Un jeune homme de 25 ans, diplômé en génie informatique et domicilié à Paris, a été mis en examen pour escroquerie et blanchiment en bande organisée, puis placé en détention provisoire. Selon frenchbreaches.com, le suspect aurait exploité une faille informatique dans des serveurs appartenant à la police et à la justice afin de mener une vaste campagne d'escroqueries ciblant notamment des offices notariaux, des entreprises et des associations. Le préjudice est actuellement estimé entre 150 000 et un million d'euros.

Une vulnérabilité dans les infrastructures de l'État comme point d'entrée

Lors de ses auditions, le suspect a expliqué aux enquêteurs avoir découvert une vulnérabilité dans des serveurs gouvernementaux. Cette brèche lui aurait permis d'accéder à des adresses e-mail officielles inutilisées, issues des domaines de la police et de la justice. En expédiant ses messages depuis ces adresses, il conférait à ses communications une apparence institutionnelle susceptible de tromper les destinataires, qui croyaient correspondre avec de véritables représentants des forces de l'ordre ou de l'autorité judiciaire.

Usurpation d'identité de procureurs, magistrats et commissaires

Depuis environ un an, le jeune homme est soupçonné d'avoir endossé l'identité de commissaires de police, de magistrats et, à l'occasion, de banquiers. Parmi les identités usurpées figuraient notamment celles de procureurs. Les victimes recevaient des e-mails ou des appels leur indiquant qu'elles faisaient l'objet d'une enquête portant sur de supposés fonds illicites, et étaient invitées à contacter rapidement leur interlocuteur.

Entre mai et juillet 2025, des sociétés, associations, offices notariaux et salles des ventes auraient reçu de telles communications. Dans l'un des cas rapportés, un établissement a viré plus de 88 000 euros vers un compte bancaire portugais, convaincu d'alimenter un compte de séquestre officiel.

Des standards téléphoniques virtuels pour renforcer la mise en scène

L'opération ne s'appuyait pas uniquement sur les e-mails. Les escrocs auraient également eu recours à des numéros téléphoniques virtuels et à des standards configurés pour simuler des services officiels, renforçant ainsi la crédibilité de leurs démarches. Des SMS frauduleux auraient par ailleurs été envoyés dans le cadre d'opérations de faux conseiller bancaire, incitant les victimes à rappeler puis à effectuer des virements. Les fonds détournés étaient ensuite dirigés vers des comptes situés au Portugal et en Espagne.

Interpellation au domicile de sa mère, après remontée de filière téléphonique

Les enquêteurs sont parvenus à identifier le suspect en analysant les lignes téléphoniques et les comptes bancaires utilisés lors des campagnes de phishing. Le jeune homme a finalement été arrêté au domicile de sa mère à Paris. Selon les informations rapportées par Le Parisien et reprises par frenchbreaches.com, il aurait tenté de se dissimuler avant d'être localisé par les policiers. Lors de l'intervention, 4 000 euros en espèces, trois téléphones et un ordinateur ont été saisis.

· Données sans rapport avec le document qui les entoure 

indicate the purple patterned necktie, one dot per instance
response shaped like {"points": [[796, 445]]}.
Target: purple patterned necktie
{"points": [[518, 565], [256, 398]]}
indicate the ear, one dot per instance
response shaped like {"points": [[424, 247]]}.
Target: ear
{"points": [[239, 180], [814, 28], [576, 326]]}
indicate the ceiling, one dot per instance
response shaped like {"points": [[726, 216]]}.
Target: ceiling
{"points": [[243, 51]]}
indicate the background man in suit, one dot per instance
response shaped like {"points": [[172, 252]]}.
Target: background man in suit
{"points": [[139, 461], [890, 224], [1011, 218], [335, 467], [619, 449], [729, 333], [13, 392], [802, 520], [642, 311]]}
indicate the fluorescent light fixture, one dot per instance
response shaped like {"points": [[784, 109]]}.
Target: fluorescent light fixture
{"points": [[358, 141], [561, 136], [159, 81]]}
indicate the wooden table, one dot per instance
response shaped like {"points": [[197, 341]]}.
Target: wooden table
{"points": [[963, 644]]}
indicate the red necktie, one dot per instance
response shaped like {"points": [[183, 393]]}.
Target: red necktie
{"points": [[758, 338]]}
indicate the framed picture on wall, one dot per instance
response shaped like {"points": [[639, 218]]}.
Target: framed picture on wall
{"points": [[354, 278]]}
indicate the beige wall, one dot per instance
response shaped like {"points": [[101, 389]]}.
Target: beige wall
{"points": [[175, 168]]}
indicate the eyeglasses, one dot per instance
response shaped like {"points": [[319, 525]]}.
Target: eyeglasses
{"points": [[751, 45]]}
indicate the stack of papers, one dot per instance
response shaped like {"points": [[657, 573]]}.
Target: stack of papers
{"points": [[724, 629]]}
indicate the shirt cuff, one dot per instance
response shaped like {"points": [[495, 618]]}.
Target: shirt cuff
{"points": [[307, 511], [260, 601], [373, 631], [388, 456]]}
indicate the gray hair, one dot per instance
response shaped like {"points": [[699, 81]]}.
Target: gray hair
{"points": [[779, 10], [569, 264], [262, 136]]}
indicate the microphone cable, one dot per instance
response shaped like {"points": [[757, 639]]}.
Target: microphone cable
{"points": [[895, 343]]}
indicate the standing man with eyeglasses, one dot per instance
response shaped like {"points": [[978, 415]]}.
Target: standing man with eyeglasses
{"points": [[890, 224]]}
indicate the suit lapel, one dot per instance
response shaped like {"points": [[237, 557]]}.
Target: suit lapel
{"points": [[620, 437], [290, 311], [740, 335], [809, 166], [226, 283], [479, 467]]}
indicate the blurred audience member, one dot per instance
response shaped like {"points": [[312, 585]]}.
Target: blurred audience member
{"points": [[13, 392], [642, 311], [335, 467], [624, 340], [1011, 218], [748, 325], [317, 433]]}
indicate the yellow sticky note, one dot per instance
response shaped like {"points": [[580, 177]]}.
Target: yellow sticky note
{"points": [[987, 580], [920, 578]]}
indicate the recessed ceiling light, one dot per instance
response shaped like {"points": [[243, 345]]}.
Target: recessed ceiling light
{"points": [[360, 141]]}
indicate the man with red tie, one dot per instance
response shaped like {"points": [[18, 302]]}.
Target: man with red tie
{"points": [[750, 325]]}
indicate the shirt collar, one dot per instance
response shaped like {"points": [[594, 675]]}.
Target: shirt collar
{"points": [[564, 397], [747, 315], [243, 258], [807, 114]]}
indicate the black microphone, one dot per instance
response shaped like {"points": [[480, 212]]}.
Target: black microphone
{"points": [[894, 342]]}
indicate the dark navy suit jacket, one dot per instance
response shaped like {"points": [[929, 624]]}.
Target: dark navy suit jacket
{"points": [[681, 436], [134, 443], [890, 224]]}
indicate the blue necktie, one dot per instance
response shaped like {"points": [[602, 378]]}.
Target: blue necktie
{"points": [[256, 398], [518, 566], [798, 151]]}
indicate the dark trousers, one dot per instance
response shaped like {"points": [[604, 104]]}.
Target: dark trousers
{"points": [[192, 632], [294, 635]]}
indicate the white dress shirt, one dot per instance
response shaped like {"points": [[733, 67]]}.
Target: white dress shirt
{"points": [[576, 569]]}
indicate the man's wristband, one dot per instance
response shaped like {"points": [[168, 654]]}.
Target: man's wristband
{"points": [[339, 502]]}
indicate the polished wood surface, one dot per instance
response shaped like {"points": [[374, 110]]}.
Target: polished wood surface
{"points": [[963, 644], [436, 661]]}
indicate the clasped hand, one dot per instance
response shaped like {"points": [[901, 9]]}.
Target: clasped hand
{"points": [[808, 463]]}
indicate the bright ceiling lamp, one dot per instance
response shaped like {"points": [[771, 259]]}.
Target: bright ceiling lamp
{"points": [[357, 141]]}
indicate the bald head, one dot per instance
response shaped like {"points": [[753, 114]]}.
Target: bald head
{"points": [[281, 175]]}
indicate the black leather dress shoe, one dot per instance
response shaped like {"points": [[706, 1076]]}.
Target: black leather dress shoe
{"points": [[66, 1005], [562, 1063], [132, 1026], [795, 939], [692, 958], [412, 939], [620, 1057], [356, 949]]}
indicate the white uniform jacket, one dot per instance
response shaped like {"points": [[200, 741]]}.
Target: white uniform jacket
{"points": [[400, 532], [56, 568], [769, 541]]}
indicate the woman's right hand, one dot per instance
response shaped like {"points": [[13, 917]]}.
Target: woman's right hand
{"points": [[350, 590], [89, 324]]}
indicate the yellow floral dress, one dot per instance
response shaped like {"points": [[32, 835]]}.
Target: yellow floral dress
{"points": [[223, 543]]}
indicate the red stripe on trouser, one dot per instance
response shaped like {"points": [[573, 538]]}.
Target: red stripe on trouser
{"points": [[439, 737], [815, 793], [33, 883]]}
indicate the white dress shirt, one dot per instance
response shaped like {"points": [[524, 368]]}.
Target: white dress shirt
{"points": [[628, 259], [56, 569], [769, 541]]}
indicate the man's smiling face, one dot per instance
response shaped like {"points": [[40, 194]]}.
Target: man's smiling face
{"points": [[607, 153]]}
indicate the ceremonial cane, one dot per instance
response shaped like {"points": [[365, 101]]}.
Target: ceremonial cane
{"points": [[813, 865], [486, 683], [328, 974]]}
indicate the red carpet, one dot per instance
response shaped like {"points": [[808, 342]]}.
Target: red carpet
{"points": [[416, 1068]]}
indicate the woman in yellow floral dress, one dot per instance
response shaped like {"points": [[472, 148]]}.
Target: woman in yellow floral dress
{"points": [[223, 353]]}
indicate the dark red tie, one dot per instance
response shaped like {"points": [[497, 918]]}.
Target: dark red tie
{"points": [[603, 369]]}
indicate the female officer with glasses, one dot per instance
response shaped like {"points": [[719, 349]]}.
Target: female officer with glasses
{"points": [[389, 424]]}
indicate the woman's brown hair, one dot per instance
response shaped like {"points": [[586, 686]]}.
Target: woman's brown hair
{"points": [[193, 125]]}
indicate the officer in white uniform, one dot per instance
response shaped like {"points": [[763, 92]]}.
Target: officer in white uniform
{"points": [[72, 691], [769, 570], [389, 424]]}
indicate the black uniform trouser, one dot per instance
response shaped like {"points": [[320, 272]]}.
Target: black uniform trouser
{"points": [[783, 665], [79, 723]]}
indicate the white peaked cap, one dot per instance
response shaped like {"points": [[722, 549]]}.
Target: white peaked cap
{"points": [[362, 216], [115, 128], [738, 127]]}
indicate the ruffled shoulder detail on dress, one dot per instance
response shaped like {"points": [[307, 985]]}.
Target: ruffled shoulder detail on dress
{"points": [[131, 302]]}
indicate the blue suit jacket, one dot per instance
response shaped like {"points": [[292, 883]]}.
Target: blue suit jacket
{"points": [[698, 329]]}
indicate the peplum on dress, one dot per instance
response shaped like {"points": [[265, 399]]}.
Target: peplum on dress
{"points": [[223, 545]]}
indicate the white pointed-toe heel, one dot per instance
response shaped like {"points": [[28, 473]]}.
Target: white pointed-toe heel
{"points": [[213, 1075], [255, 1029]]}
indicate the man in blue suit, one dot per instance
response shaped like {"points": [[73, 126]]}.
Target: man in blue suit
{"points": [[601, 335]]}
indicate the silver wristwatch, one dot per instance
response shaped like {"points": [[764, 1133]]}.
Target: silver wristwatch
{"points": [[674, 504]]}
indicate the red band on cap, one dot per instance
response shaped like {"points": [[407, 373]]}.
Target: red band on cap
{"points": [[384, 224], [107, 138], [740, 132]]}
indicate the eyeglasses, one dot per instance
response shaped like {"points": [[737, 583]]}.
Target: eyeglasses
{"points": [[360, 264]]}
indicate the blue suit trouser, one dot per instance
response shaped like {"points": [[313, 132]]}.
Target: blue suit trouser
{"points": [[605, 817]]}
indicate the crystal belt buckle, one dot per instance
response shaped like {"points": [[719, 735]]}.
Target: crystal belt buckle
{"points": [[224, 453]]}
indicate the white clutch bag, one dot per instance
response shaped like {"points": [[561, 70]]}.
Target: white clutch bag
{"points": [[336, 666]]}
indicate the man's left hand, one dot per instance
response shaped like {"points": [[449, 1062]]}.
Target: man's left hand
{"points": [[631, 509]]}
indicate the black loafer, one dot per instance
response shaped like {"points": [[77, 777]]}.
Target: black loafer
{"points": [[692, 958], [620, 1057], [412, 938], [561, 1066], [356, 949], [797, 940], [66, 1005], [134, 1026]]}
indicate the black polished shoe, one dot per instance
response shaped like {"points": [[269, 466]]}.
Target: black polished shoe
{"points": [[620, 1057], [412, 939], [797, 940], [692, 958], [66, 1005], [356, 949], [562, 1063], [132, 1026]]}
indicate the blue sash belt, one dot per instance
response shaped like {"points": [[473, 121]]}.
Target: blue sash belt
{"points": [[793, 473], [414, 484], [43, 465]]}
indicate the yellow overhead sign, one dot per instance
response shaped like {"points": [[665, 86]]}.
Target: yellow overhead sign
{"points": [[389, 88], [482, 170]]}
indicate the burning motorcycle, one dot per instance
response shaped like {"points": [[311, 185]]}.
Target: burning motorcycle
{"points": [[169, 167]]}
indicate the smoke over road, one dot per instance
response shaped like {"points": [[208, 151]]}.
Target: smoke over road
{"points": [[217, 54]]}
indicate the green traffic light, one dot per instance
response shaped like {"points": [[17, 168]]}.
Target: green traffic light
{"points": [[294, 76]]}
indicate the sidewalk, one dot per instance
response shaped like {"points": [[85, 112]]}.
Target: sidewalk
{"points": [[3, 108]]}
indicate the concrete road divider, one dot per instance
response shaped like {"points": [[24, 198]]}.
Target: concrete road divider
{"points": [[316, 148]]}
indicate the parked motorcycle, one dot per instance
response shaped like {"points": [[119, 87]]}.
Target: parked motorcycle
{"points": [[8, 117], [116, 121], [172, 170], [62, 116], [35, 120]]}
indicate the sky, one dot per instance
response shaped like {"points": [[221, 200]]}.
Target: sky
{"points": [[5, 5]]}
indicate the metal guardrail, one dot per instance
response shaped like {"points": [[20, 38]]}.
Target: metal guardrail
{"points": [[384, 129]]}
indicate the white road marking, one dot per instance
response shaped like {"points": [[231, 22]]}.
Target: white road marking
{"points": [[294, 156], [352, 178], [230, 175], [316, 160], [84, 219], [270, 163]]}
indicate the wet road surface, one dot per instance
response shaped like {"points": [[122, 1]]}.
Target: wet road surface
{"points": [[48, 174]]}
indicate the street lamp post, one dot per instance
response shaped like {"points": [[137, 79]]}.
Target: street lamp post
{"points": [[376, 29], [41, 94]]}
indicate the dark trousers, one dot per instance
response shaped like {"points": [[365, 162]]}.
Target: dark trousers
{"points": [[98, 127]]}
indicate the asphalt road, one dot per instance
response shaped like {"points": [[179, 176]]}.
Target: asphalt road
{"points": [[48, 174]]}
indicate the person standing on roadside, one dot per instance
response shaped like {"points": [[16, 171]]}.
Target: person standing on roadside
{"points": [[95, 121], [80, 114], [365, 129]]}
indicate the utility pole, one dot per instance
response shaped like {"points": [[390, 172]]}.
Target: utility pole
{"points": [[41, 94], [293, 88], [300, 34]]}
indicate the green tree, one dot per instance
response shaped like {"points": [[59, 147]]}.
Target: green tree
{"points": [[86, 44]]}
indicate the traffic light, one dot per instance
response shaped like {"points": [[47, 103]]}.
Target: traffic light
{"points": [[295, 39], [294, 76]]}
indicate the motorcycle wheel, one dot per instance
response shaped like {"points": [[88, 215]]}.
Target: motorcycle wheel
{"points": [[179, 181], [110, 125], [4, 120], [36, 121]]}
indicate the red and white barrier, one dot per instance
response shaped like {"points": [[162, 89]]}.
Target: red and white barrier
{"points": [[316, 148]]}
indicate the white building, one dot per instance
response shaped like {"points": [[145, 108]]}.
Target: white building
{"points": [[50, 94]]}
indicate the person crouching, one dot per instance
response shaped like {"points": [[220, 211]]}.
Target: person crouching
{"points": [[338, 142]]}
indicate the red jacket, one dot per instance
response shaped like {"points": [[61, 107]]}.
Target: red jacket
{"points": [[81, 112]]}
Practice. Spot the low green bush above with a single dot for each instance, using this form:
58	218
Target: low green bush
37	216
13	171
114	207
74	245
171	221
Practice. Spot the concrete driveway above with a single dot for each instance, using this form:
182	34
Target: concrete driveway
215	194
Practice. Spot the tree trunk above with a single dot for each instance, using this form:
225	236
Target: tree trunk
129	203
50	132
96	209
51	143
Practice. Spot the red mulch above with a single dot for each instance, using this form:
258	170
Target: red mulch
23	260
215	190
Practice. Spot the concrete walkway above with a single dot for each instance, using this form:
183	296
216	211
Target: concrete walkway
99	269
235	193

Aveux et coopération technique en garde à vue

Durant sa garde à vue, le suspect aurait reconnu les faits. Il affirme avoir fourni aux enquêteurs l'accès à son matériel et à ses serveurs, et leur avoir expliqué la méthode d'exploitation de la faille afin qu'elle puisse être corrigée. Le montant exact des sommes détournées reste en cours d'évaluation, l'enquête se poursuivant notamment pour identifier d'éventuels complices.

Cette affaire met en évidence les risques liés à la compromission d'infrastructures institutionnelles : en s'appuyant sur des adresses e-mail gouvernementales et des identités de magistrats, les auteurs auraient réussi à tromper des structures professionnelles pourtant habituées à traiter des flux financiers sensibles.